Here is how I would start:
1. Define what you are looking for
EyeEm already has a search engine based on tags and geo-location. So I assume, they want to prevent low quality pictures to appear in the results and add missing tags to pictures, based on the image’s content. One could also group similar looking pictures or rank those pictures lower which “don’t contain their tags”. For instance for the Brandenburger Torthere are a lot of similar looking pictures and even some that don’t contain the gate at all.
But for which concepts should one train the algo-rithms? Modern image retrieval systems are trained for hundreds of concepts, but I don’t think it is wise to start with that many. Even the most sophisticated, fine tuned systems have high error rates for most of the concepts as can be seen in this year’s results of the Large Scale Visual Recognition Challenge.
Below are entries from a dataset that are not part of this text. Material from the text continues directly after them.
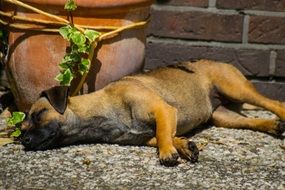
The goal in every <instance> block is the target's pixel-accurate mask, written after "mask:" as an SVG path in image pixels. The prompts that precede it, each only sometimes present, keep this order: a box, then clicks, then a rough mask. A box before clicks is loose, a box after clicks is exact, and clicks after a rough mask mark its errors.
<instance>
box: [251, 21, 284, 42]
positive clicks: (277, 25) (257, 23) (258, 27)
mask: <svg viewBox="0 0 285 190" xmlns="http://www.w3.org/2000/svg"><path fill="white" fill-rule="evenodd" d="M248 39H249V42H254V43H273V44H285V19H284V18H279V17H267V16H251V17H250V24H249V34H248Z"/></svg>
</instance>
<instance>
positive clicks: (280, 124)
mask: <svg viewBox="0 0 285 190" xmlns="http://www.w3.org/2000/svg"><path fill="white" fill-rule="evenodd" d="M276 133H277V135H278V136H279V137H281V138H285V121H280V123H279V124H278V126H277V130H276Z"/></svg>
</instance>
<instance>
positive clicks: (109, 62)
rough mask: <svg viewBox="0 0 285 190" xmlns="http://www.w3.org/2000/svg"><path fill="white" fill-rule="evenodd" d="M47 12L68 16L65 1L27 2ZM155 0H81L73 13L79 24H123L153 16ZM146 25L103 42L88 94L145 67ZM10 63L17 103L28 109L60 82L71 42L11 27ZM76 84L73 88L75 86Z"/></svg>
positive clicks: (11, 89)
mask: <svg viewBox="0 0 285 190" xmlns="http://www.w3.org/2000/svg"><path fill="white" fill-rule="evenodd" d="M23 2H26V3H28V4H30V5H33V6H35V7H37V8H41V9H42V10H44V11H47V12H50V13H53V14H56V15H60V16H62V17H63V18H66V16H67V13H66V11H64V10H63V5H64V3H65V0H23ZM151 2H152V1H151V0H120V1H118V0H101V1H93V0H81V1H77V6H78V9H76V11H74V13H73V20H74V23H76V24H82V25H89V26H124V25H128V24H131V23H134V22H138V21H143V20H145V19H147V18H148V17H149V8H150V5H151ZM16 13H17V15H20V16H23V17H29V18H38V19H46V20H50V19H49V18H47V17H45V16H42V15H39V14H35V13H32V12H30V11H27V10H26V9H23V8H19V7H18V8H17V12H16ZM145 40H146V35H145V28H138V29H131V30H127V31H124V32H122V33H120V34H119V35H117V36H116V37H114V38H111V39H108V40H105V41H102V42H100V44H99V46H98V47H97V49H96V52H95V56H94V59H93V61H92V66H91V69H90V72H89V74H88V77H87V80H86V83H85V84H84V90H83V91H84V93H88V92H92V91H95V90H97V89H100V88H102V87H104V86H105V85H107V84H108V83H110V82H111V81H114V80H118V79H119V78H121V77H122V76H124V75H127V74H130V73H133V72H137V71H139V70H140V69H141V68H142V66H143V61H144V53H145ZM9 46H10V47H9V49H10V51H9V56H8V63H7V67H6V72H7V75H8V79H9V82H10V84H11V90H12V92H13V95H14V96H15V100H16V104H17V106H18V108H19V109H20V110H22V111H27V110H29V108H30V106H31V104H32V103H33V102H35V100H36V99H37V98H38V96H39V94H40V92H41V91H43V90H45V89H47V88H50V87H52V86H55V85H58V83H57V81H55V80H54V78H55V76H56V75H57V74H58V73H59V68H58V64H59V63H60V60H61V59H62V58H63V56H64V54H65V52H66V47H67V42H66V41H65V40H64V39H63V38H62V37H61V36H60V35H59V34H57V33H42V32H32V31H28V30H22V31H19V30H18V31H17V30H11V32H10V36H9ZM74 87H75V86H74V85H73V86H71V88H74Z"/></svg>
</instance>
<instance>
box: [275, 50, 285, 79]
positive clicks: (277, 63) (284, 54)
mask: <svg viewBox="0 0 285 190" xmlns="http://www.w3.org/2000/svg"><path fill="white" fill-rule="evenodd" d="M275 73H276V76H278V77H285V50H278V51H277V59H276V71H275Z"/></svg>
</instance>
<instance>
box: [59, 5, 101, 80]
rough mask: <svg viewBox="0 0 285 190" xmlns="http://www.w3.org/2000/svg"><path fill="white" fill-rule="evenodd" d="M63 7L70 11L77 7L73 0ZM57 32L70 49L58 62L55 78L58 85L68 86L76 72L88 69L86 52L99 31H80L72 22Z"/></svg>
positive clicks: (88, 29) (69, 48) (99, 33)
mask: <svg viewBox="0 0 285 190" xmlns="http://www.w3.org/2000/svg"><path fill="white" fill-rule="evenodd" d="M64 8H65V9H66V10H68V11H69V12H71V11H74V10H75V9H76V8H77V5H76V3H75V2H74V0H68V1H67V2H66V4H65V7H64ZM59 33H60V35H61V36H62V37H63V38H64V39H65V40H67V41H69V43H70V48H69V49H70V51H69V52H67V53H66V54H65V55H64V57H63V59H62V60H61V62H60V63H59V68H60V74H58V75H57V76H56V77H55V79H56V80H57V81H59V82H60V85H64V86H69V85H70V83H71V81H72V80H73V79H74V78H75V77H76V76H77V75H78V74H80V75H84V74H85V73H86V72H88V71H89V68H90V64H91V60H89V59H88V54H89V52H90V49H91V45H92V43H93V42H94V41H95V40H96V39H97V38H98V37H99V36H100V33H99V32H97V31H95V30H89V29H86V30H84V32H82V31H79V30H78V29H77V28H76V27H74V26H73V25H72V24H70V25H66V26H63V27H61V28H60V29H59Z"/></svg>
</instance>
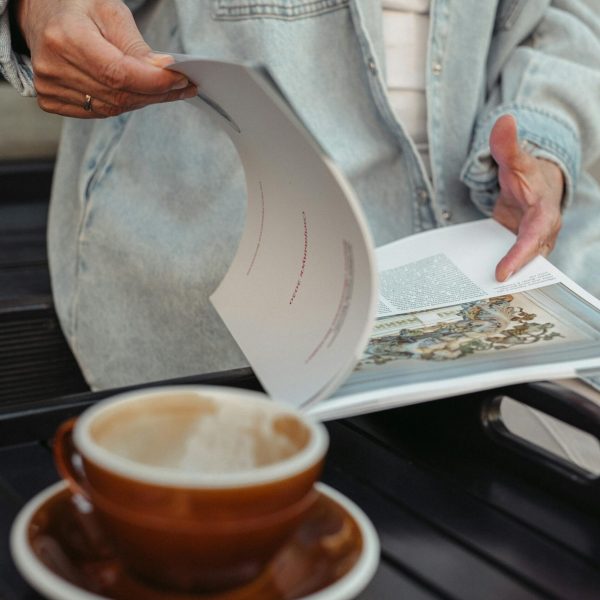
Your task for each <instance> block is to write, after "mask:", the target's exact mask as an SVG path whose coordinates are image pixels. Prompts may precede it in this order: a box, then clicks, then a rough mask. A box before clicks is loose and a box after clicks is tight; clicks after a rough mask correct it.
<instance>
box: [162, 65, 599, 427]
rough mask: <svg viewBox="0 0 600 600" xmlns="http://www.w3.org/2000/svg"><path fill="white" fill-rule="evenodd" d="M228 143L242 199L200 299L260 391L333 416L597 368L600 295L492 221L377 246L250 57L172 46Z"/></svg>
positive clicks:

For instance the team from EUVision / University of Amsterdam, placed 6 in the classification challenge, only selected 16 categories for their consumer app Impala. For a consumer application I think their tags are a good choice:
- Cats (sorry, no dogs)
- Party life
- Sunsets and sunrises
But of course EyeEm has the luxury of looking at their log files to find out what their users are actually searching for.
And on a comparable task of classifying pictures into 15 scene categories a team from MIT under Antonio Torralba showed that even with established algorithms one can achieve nearly 90% accuracy [Xiao10]. So I think it’s a good idea to start with a limited number of standard and EyeEm specific concepts, which allows for usable recognition accuracy even with less sophisticated approaches.
But what about identifying beautiful photographs? I think in image retrieval there is no other concept which is more desirable and challenging to master. What does beautiful actually mean? What features make a picture beautiful? How do you quantify these features? Is beautiful even a sensibly concept for image retrieval? Might it be more useful trying to predict which pictures will be `liked` or `hearted` a lot? These questions have to be answered before one can even start experimenting. I think for now it is wise to start with just filtering out low quality pictures and to try to predict what factors make a picture popular.